# Search and Rescue



## threefsh (Apr 25, 2011)

Well, we've decided to proceed with search and rescue training after Riley's stellar performance last weekend. They had her do a few fun "searches" for people hiding behind trees and she did *really* well. She is so friendly with strangers (most people have told us this is an unusual trait for a V) that she has no issues with running up to people she didn't know who were hiding behind trees. I think we will be training her mainly in "area" search - the dog is off-leash and does running sweeps of the area, coming back to tell you if they have found something.

Does anyone else have a V trained in search and rescue? Any tips for how we can work on her training ourselves? We are very excited to get her certified over the next 1-2 years and think this is something she will really enjoy.


----------



## luv2laugh (Oct 6, 2011)

That is very exciting. No tips, but I look forward to hearing more about your journey.


----------



## Lincolns Parents (Aug 6, 2011)

That is great!!! 

Lincoln is one of those V's that DOESN'T like strangers. So much for all the socialization and dog obedience classes. Lol

How exciting for you all....keep us informed on her progress.


----------



## datacan (May 15, 2011)

Sounds like fun and best of luck to Riley. 

SAR is very specific training as well as requires picking and testing the puppy at 49 days old. 

Most SAR and law enfocement working dogs are picked at birth, monitored and tested at 49 days old. All must be properly documented as well as training, otherwise any evidence can be easily thrown out of court. Evidence turned up by a dog younger than 24 months may not admissible.
SAR may involve finding live as well as dead (scent specific).

Interesting read:
http://www.vizsladogs.com/ARTICLES/search.htm

In any case, we were told to contact local law enforcement office for more info but were told to stick to agility or recreational nose work.


----------



## redbirddog (Apr 23, 2010)

One of my favorite books is "A Dog's Purpose." 

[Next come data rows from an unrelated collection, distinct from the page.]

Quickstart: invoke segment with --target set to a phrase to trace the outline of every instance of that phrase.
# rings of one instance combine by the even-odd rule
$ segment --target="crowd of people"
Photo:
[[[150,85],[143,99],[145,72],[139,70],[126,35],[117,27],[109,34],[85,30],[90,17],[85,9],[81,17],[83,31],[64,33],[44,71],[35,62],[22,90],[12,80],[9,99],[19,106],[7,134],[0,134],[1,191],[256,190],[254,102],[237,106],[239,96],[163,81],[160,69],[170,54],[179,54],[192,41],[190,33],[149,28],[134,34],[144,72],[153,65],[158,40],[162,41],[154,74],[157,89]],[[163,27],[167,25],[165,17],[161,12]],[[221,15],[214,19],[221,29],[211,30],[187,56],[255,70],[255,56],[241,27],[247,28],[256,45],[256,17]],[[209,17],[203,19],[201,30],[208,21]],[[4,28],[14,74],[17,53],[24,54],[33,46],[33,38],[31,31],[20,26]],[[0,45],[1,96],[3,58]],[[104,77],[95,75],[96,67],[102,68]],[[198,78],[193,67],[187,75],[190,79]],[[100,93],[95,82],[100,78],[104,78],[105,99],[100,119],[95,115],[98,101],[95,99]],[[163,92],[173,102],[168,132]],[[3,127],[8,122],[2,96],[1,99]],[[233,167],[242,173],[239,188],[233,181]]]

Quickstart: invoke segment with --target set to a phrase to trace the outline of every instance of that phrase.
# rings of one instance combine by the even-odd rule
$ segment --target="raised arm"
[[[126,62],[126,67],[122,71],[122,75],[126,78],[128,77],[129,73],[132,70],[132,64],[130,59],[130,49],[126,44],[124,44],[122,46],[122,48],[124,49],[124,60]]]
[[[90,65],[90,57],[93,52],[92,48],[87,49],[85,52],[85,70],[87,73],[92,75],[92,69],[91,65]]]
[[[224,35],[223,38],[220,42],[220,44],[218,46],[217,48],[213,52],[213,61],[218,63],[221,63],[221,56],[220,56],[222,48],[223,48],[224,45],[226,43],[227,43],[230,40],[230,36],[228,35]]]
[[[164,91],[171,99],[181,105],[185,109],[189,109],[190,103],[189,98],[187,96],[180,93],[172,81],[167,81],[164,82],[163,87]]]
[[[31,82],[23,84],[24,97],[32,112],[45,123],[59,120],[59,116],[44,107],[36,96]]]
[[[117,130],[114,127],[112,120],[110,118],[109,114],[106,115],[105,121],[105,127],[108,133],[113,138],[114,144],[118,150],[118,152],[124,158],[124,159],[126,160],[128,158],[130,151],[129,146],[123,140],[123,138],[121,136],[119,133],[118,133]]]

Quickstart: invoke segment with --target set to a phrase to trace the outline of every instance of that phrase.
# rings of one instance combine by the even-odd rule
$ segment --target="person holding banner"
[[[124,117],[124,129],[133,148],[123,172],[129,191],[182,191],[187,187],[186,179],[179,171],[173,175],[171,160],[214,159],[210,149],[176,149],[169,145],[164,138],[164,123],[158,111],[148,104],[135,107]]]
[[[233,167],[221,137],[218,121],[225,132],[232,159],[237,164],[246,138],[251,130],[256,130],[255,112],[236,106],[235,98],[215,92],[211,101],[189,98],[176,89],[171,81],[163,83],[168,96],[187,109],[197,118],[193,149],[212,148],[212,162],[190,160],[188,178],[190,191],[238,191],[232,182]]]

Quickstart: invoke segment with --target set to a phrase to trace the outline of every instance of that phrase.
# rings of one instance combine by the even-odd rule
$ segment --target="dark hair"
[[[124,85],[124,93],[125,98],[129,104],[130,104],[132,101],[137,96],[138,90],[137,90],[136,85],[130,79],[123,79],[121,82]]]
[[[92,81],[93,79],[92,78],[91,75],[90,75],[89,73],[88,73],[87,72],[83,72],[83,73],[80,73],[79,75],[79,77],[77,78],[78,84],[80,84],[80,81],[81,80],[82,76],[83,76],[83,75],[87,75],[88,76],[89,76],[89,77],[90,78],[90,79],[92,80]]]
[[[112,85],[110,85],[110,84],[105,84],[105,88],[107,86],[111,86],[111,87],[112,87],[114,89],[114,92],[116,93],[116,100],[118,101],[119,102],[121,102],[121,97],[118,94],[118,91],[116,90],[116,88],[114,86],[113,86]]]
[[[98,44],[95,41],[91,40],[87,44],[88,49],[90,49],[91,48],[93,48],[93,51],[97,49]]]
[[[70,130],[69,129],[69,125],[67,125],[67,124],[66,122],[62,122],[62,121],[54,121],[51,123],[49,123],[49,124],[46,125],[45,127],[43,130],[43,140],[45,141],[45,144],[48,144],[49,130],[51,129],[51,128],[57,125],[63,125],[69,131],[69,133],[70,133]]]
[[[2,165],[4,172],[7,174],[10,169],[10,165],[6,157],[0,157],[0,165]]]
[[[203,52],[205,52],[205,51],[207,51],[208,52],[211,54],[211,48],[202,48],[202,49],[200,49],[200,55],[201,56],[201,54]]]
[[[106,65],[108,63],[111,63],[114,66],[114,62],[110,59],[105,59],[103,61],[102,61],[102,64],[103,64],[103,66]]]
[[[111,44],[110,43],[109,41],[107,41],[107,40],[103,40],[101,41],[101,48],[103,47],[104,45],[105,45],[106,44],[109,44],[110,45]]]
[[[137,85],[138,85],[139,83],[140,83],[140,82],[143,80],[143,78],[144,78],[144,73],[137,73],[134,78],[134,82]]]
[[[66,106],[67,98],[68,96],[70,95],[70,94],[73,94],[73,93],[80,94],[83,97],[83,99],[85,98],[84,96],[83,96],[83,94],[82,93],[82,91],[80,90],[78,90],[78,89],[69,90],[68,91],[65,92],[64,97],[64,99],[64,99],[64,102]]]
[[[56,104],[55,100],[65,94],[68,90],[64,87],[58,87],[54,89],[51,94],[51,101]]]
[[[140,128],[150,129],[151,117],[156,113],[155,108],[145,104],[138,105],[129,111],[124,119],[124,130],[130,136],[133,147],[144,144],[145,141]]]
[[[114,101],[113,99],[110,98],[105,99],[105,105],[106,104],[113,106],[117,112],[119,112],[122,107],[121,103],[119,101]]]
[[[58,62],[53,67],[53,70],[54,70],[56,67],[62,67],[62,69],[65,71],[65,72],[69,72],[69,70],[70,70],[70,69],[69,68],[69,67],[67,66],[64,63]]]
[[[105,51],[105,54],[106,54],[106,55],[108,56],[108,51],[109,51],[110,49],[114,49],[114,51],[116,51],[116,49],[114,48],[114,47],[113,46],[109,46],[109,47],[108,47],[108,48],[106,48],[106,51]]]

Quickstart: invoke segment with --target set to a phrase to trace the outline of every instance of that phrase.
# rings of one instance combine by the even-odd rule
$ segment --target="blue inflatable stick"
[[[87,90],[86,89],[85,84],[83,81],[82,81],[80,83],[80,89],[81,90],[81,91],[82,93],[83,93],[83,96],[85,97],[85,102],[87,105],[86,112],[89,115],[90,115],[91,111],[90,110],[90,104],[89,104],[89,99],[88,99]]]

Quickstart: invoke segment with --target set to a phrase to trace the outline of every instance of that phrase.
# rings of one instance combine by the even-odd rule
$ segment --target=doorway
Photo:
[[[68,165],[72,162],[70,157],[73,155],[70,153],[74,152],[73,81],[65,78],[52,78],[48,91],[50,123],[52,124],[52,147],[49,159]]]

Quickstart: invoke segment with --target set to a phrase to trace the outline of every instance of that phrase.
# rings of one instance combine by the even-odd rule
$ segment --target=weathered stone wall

Part of the book is about a SAR dog from the dog's viewpoint in this wonderful read.

Highly recommended reading.

RBD


----------



## threefsh (Apr 25, 2011)

datacan said:


> SAR is very specific training as well as requires picking and testing the puppy at 49 days old.
> 
> Most SAR and law enfocement working dogs are picked at birth, monitored and tested at 49 days old. All must be properly documented as well as training, otherwise any evidence can be easily thrown out of court. Evidence turned up by a dog younger than 24 months may not admissible.


We're working with the CARDA group in our area and they have a very strict training process. Once her actual training begins (we're kind of in a try-out phase to see how she does and see how *we* do) we will have to keep a very detailed journal on her training. The nice thing is that my husband is an Intel Sgt. in the Marine Corps (0231), so he has extensive training in all of the handler aspects of SAR. I was initially nervous about Riley's reaction to loud noises due to what everyone has told me about Vizslas going "gun shy", but we parked right outside an outdoor range after her first SAR experience and she listened to the gunshots (with the windows partially open) and then promptly fell asleep. I let her out to relieve herself while the guns were going off and she didn't even flinch. We'll see how she does with a helicopter when the time comes.


----------